Any candidate seeking contributions will tell you: No amount is too small to make a difference. But the more you give, individually or collectively, the more of a difference you can make. That’s why it makes sense to study contributions in search of larger patterns.
MapLight, a national nonpartisan research organization, recently launched a new feature that tracks campaign contributions by company for the U.S. Congress and two state legislatures, in California and Wisconsin.
For the Wisconsin data, go to www.maplight.org/wisconsin and click on the folder for “Companies” — a category broad enough to include interest groups like unions and professional associations. Up comes a list of the top 10 givers based on employee and political action committee contributions to successful state legislative candidates between Jan. 1, 2009 and June 30, 2011.
Chart: Top 10 givers
Groups’ political contributions to successful state legislative candidates, Jan. 1, 2010, to June 30, 2011. Source: MapLight
Leading the list is the University of Wisconsin, accounting for $120,459 in total contributions during this time. Contributors two through five are: Northwestern Mutual ($118,860), the United Association ($112,752), the National Education Association ($92,023) and Walmart ($74,175). You can click on the entity to find top recipients among current lawmakers.
The totals for United Association, a union representing plumbers, pipe fitters and associated trades, were obtained by tracking donations from the state’s seven affiliated locals.
MapLight, on request (it will run numbers for journalists for free), broke down these contributions in terms of party affiliation. Overall, 58 percent of the donations from the top 10 contributor groups went to Democrats, and 42 percent to Republicans. The most lopsided giver was the National Education Association, which gave nearly 98 percent of its donations to Democrats.
These numbers show that, contrary to the spin favored by some partisans, neither major party dominates political giving. (In last summer’s state Senate recall elections, for instance, Democrats and their supporters outspent Republicans $23.4 million to $20.5 million, according to the Wisconsin Democracy Campaign.)
Of course, sometimes a person’s employer has little to do with his or her decision to donate to a campaign. Still, it’s useful to know how much companies or groups give collectively — if only because it shows that employee donations are just part of a much larger whole.
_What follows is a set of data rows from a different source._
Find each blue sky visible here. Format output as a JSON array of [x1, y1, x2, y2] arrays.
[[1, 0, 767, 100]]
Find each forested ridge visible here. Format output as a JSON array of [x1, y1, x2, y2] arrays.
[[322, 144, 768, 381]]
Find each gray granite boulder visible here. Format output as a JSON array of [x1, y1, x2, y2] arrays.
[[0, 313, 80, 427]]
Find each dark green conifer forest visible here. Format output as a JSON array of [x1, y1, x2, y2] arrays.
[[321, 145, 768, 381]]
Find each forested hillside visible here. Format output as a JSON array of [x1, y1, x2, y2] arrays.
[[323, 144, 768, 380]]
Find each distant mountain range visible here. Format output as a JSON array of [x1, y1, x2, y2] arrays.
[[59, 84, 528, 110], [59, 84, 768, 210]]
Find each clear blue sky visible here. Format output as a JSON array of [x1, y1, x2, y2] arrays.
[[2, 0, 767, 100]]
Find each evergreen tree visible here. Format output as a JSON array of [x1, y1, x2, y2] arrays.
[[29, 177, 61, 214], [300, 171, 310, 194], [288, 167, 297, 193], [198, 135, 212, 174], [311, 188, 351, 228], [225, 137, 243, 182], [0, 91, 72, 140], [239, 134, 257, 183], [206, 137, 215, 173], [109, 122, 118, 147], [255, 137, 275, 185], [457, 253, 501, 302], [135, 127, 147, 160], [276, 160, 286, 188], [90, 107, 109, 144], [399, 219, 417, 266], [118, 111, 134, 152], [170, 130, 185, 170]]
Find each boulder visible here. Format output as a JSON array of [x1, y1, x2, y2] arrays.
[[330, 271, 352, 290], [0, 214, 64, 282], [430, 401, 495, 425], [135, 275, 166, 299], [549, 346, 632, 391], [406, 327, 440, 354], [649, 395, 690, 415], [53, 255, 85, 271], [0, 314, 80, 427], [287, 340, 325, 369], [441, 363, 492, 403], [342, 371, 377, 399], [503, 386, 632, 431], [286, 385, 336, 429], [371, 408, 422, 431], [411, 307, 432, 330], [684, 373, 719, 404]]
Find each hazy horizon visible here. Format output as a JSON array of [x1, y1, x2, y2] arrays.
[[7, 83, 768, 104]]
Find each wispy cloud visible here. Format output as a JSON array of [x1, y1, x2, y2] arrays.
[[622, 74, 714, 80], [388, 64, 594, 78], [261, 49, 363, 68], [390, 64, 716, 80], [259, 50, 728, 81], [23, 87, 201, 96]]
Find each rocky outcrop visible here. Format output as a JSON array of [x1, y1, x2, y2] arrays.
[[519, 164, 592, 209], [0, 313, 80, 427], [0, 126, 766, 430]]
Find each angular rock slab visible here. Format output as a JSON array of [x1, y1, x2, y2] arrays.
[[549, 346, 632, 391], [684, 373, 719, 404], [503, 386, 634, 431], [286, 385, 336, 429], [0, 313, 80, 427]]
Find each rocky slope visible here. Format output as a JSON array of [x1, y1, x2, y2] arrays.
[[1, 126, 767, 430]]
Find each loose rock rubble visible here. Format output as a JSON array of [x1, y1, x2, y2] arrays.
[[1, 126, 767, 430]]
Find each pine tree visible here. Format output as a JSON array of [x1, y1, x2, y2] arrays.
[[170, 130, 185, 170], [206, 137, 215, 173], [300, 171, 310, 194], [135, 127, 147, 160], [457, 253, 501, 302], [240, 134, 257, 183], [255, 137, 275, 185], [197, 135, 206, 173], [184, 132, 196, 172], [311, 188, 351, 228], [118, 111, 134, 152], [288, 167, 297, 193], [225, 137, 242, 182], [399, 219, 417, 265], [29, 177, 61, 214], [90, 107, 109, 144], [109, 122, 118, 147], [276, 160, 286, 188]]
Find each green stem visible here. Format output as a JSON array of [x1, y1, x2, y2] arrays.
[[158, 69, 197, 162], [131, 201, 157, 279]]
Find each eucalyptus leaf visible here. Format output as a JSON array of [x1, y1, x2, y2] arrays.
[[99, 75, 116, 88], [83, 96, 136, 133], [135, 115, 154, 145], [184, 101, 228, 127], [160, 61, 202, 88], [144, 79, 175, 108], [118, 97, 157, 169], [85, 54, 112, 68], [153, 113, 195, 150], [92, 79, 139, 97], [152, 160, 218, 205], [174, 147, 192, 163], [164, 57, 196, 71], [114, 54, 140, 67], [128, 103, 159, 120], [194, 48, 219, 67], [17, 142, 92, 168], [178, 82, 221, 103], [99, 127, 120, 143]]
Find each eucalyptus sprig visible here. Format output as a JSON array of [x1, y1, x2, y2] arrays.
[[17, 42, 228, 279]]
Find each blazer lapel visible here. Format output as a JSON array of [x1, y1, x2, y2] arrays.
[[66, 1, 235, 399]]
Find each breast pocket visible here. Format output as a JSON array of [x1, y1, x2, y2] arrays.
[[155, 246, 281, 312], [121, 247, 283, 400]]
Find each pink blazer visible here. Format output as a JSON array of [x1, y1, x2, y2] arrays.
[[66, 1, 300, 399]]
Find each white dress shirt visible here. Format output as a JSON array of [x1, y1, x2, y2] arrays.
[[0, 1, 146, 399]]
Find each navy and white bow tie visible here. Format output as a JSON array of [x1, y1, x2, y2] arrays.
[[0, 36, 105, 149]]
Consider Wisconsin Energy Corp., pegged by MapLight as the sixth-highest giver to successful state legislative candidates in the two-and-a-half year period ending on June 30, 2011, with $59,010 in donations. The Milwaukee-based utility currently has 10 registered lobbyists and has staked out positions on eight bills in the current legislative session, according to the state Governmental Accountability Board’s lobbying website. It reported spending $219,506 on lobbying in just the first sixth months of 2011.
And that’s just on the state level. The Wisconsin Public Interest Research Group (WISPIRG) has released a report that names Wisconsin Energy as one of 30 Fortune 500 companies which spent more on federal lobbying in the three-year period from 2008-10 than they did on federal income taxes.
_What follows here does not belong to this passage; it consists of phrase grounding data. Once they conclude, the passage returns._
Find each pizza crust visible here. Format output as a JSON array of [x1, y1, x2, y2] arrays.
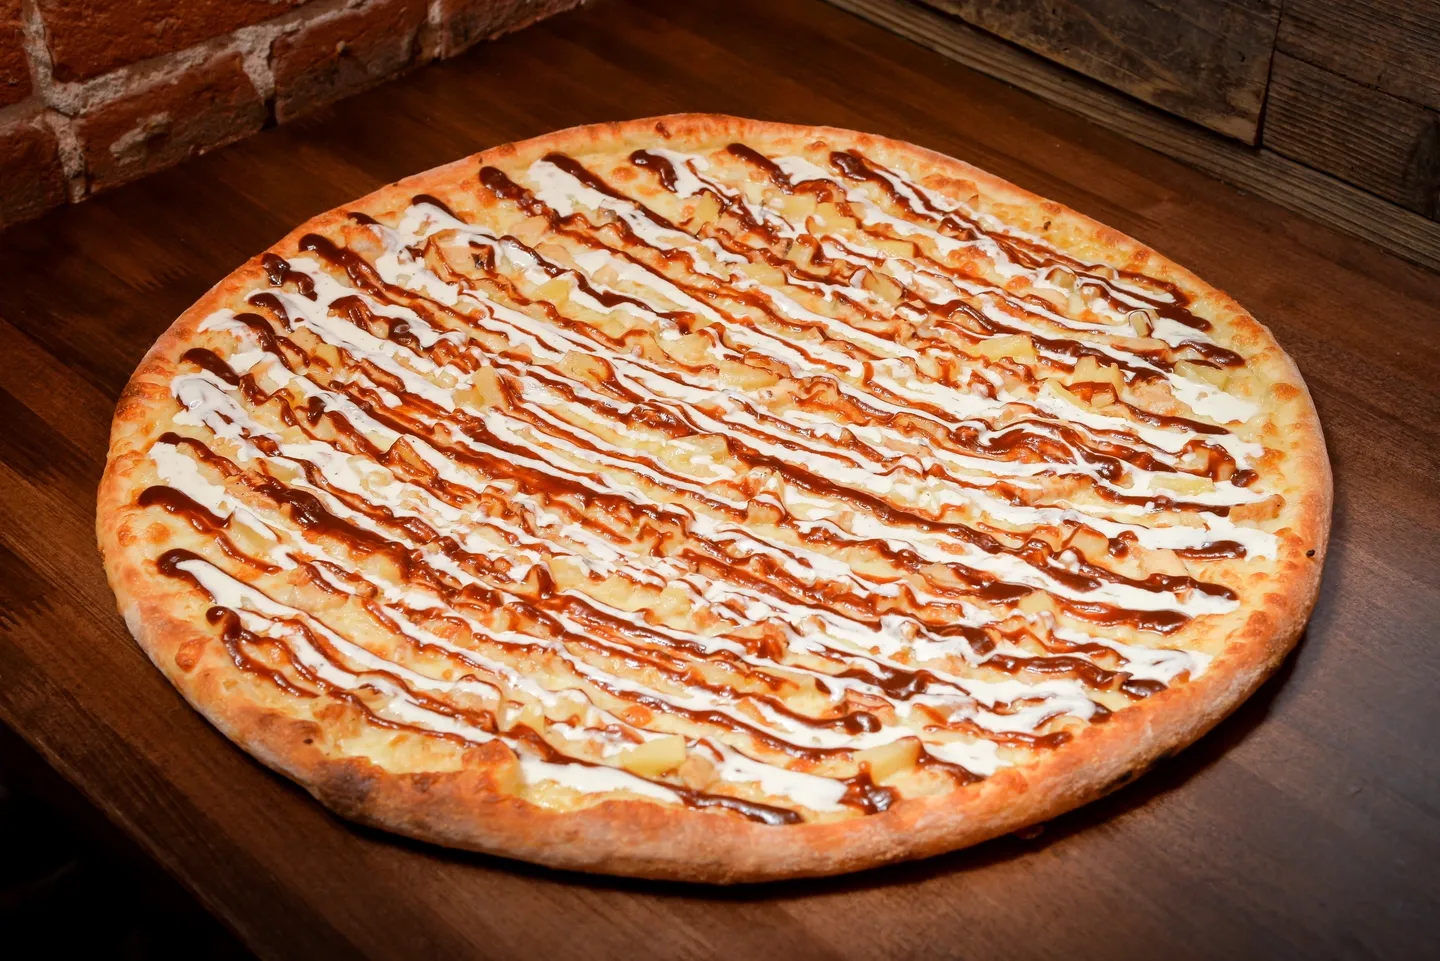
[[97, 114, 1330, 881]]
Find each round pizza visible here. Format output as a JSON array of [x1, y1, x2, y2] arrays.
[[97, 115, 1330, 881]]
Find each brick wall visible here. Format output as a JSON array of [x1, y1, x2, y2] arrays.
[[0, 0, 580, 227]]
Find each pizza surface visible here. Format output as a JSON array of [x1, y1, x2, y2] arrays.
[[97, 114, 1330, 881]]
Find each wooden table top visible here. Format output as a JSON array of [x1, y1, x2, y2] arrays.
[[2, 0, 1437, 957]]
According to this report, Wisconsin Energy (the only state-based company to make this list) spent $2.5 million on lobbying over this three-year period, while getting $85 million in tax rebates; during this period, according to WISPIRG, the company made more than $1.7 billion in profits.
Barry McNulty, a spokesman for Wisconsin Energy, doesn’t dispute the claimed rebate amounts and lobbying outlays but insists there is “no connection” between the two. He says the utility lobbies mainly on issues such as energy policy, environmental matters and renewable generation and that “if tax benefits are achieved, those benefits flow back to our customers.” He adds that President Obama and Congress have enacted tax laws designed to spur new investment.
“We are in full compliance with the tax laws,” McNulty says. It’s just that the laws allow Wisconsin Energy to make $1.7 billion in profits while collecting tax rebates. Employee giving to legislative campaigns is just one measure of the utility’s health.